Misalnya, masa jabatan Presiden hanya 2 periode. Artinya, siapa yang ingin jadi presiden, susunlah programnya sepanjang masa itu. Jangan lagi berpikir memperpanjang masa jabatan.

Lantas Presiden dipilih langsung oleh rakyat. Kalau Kepala Daerah, sebagaimana yang dirumuskan di Pasal 18 dipilih secara demokratis. Bisa dipilih langsung oleh rakyat, bisa oleh wakil – wakil rakyat (DPRD). Terserah kepada si pembuat undang undang.

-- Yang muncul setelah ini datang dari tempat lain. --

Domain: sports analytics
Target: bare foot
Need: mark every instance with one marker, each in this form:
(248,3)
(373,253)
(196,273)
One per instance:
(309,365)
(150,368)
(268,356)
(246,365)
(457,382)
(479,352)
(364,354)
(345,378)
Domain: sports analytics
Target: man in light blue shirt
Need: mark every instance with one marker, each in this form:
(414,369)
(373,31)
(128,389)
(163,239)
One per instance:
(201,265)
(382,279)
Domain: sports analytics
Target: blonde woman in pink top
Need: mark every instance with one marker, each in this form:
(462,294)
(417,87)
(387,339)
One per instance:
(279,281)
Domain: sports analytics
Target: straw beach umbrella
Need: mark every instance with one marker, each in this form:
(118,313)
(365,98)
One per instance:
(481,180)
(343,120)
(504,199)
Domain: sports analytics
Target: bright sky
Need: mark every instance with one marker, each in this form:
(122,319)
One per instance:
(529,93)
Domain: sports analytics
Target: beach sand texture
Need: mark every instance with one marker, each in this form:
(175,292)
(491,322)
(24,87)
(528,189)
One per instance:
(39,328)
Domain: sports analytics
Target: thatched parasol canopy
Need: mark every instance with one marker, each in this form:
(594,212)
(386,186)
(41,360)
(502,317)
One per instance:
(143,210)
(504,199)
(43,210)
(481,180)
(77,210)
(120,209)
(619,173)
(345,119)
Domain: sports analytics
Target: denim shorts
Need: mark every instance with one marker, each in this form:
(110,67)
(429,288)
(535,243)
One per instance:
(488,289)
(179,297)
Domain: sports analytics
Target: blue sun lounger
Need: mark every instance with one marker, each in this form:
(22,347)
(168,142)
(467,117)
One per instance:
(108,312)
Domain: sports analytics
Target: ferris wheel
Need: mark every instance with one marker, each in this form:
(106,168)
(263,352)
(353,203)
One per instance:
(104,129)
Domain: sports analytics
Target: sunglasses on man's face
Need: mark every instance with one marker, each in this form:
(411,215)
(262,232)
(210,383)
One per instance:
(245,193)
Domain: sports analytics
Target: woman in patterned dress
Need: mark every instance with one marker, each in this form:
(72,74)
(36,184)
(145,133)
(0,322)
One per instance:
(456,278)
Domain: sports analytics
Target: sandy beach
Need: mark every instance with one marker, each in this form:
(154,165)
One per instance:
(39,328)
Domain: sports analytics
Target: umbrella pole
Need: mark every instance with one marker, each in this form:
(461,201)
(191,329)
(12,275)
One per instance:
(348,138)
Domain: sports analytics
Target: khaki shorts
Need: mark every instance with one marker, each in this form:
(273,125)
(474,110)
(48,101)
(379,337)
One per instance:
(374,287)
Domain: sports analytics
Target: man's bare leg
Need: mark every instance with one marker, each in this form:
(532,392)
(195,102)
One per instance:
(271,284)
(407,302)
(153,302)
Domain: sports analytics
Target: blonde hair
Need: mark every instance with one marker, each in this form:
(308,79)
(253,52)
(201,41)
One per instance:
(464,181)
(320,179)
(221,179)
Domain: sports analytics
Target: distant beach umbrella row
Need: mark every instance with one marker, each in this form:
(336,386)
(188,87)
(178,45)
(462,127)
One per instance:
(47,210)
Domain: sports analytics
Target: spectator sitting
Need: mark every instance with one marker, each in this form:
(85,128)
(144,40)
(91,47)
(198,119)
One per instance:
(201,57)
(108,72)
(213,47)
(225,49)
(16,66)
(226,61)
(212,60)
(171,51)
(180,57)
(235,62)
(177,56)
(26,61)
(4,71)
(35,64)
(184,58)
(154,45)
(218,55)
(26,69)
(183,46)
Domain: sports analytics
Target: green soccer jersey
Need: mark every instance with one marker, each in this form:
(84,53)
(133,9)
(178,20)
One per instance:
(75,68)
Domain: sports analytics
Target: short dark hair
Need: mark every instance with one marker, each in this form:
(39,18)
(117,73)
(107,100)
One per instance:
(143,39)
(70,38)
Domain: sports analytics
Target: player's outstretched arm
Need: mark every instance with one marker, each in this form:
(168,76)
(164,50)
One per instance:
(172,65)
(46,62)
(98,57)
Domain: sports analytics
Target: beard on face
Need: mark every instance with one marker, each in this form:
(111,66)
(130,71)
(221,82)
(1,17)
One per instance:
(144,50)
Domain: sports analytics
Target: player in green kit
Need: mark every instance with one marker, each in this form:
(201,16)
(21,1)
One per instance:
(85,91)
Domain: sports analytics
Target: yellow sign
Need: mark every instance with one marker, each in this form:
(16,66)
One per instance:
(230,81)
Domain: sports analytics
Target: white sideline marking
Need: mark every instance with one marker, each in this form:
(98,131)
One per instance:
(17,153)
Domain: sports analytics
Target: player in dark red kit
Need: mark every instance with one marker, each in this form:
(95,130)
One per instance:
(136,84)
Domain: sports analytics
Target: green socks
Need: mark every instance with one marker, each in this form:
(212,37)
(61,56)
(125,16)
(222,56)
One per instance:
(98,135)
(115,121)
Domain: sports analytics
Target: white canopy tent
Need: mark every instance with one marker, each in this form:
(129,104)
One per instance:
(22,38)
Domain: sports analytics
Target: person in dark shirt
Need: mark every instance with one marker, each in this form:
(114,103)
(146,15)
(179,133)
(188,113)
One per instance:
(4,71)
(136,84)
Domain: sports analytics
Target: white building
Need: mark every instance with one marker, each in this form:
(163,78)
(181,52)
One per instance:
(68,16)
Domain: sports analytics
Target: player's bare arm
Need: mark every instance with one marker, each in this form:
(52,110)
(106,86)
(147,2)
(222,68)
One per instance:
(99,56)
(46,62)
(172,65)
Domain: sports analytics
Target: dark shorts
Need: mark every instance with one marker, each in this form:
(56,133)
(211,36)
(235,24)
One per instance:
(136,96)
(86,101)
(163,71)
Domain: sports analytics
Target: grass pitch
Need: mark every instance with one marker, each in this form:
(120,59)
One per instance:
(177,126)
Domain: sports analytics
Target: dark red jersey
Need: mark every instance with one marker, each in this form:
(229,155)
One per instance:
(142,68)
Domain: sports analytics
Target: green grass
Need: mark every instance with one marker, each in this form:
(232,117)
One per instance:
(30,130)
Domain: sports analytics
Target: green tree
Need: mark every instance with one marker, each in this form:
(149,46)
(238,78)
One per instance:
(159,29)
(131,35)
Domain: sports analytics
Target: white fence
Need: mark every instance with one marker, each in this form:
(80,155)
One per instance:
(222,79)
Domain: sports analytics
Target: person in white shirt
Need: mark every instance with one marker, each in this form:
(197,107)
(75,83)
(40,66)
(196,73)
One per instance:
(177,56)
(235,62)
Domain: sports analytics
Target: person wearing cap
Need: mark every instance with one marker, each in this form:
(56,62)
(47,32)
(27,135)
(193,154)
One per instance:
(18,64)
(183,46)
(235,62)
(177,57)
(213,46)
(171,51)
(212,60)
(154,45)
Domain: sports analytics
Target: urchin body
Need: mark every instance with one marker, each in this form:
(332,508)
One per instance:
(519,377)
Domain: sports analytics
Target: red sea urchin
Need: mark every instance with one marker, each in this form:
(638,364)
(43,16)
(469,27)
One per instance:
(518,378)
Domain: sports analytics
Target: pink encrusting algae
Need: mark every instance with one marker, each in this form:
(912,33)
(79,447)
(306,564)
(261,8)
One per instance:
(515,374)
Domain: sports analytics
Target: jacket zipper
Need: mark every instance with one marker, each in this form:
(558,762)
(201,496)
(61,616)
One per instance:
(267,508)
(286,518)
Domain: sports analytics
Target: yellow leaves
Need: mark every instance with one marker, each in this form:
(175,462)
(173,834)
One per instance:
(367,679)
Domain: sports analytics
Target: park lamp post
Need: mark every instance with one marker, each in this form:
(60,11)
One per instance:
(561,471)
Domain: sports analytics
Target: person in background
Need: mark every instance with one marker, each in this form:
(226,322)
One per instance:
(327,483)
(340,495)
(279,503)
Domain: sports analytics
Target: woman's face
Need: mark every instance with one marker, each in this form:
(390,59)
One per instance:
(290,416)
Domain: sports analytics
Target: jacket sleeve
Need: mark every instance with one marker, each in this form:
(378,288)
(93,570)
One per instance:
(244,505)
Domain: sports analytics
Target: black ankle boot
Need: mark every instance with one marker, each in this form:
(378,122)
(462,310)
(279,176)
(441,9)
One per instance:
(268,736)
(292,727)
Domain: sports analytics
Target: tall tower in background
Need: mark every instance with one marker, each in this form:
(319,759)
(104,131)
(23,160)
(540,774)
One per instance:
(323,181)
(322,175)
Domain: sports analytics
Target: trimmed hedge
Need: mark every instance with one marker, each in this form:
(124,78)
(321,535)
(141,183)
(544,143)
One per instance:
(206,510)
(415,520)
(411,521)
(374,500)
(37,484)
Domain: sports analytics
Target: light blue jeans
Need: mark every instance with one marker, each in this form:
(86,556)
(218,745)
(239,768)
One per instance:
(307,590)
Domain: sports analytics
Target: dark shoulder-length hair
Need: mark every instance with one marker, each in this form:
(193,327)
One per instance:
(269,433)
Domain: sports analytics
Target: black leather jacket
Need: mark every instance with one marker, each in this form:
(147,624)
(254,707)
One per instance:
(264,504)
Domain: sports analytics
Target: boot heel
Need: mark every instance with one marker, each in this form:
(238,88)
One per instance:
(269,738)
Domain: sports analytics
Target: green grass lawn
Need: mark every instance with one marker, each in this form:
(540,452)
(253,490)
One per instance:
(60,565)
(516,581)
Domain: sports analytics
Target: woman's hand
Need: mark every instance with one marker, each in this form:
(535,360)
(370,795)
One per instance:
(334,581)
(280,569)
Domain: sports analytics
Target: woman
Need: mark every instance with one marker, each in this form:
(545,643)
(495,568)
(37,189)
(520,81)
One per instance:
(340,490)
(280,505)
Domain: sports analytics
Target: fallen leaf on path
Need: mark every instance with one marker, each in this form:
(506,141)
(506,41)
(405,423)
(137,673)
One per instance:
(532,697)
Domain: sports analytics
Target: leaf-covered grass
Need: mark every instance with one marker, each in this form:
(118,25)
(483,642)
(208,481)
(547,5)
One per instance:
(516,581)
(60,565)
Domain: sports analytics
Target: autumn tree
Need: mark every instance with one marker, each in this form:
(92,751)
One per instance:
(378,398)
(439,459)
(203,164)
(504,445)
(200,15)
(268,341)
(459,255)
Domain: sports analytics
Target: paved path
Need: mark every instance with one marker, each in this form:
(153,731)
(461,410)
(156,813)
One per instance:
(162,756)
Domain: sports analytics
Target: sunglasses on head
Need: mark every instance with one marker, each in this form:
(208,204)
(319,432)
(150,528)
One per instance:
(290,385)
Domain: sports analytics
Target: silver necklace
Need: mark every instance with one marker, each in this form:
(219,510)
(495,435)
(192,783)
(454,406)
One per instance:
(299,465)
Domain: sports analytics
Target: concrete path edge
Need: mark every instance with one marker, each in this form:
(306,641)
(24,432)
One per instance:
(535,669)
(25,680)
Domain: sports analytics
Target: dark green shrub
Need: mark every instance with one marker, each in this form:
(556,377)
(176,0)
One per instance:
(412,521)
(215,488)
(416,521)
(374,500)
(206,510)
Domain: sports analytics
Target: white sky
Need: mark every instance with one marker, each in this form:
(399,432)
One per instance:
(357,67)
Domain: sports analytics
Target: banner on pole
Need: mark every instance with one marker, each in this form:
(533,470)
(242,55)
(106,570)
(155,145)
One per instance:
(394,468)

Kemudian dibentuk 3 lembaga negara baru, yakni Dewan Perwakilan Daerah (DPD), Komisi Yudisial dan Mahkamah Konstitusi.

Sementara anggaran pendidikan dipatok 20 persen dari Anggaran Pendapatan dan Belanja Negara (APBN) serta Anggaran Pendapatan dan Belanja Daerah (APBD). Sedangkan terkait Pemilu ditegaskan di perubahan UUD 1945. Demikian pula pelaksanaannya. 

Tugas Mahkamah Agung juga kian meluas. Tidak hanya melalukan peradilan kasasi, tapi semua peradilan berada dibawah tanggungjawab Mahkamah Agung. 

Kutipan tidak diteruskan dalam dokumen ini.